The kid gave it a few beats before he said, “I understand her. That’s all it means.”
“She’s an insurance investigator. If you feel like she could work with you, then I’ve sorely underestimated your talents.”
With no trace of annoyance, the kid said, “Oh, you haven’t underestimated my talents, Gerry. Abby Kaplan’s, though? She’s something more than we’d have expected.”
“Because she got away from you. That’s all you mean. You don’t want to admit that you screwed up with her. Because she got away, we need to pretend she’s something special.”

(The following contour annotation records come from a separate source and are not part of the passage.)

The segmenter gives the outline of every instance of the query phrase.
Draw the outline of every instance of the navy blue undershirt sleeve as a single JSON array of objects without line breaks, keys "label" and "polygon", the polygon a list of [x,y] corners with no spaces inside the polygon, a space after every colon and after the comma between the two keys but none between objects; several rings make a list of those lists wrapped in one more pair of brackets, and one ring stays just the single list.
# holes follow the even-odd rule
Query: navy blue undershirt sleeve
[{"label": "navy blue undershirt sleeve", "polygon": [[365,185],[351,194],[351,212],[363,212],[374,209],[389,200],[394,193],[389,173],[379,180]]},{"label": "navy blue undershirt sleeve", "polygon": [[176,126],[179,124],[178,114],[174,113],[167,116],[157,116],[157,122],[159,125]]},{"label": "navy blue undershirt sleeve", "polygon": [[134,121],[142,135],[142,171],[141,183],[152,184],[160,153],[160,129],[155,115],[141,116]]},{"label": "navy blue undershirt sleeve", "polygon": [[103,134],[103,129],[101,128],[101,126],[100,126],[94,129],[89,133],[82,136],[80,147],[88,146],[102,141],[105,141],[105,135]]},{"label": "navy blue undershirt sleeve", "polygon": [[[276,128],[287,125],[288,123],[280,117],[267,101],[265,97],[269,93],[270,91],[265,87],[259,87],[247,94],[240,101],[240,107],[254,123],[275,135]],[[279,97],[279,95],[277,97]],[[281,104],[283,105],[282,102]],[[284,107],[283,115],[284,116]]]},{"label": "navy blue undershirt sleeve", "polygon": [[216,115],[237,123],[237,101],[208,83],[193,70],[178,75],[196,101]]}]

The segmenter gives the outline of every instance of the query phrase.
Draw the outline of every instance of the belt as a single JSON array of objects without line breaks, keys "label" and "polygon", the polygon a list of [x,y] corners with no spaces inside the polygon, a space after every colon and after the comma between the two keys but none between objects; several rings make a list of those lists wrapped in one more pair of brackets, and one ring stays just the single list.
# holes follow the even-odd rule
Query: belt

Still no inflection change when Dax said, “Didn’t you tell me I was right in my prediction about how she’d choose to move, Gerry?”
“ Maybe you were.”
“She’s on the run and she’s calling you — sorry, calling your client . Give me the benefit of the doubt on this one. I was right about Abby.”
“After you lost her.”
“Once. Yes. After I lost her once.” He was unfazed. “It won’t happen twice.”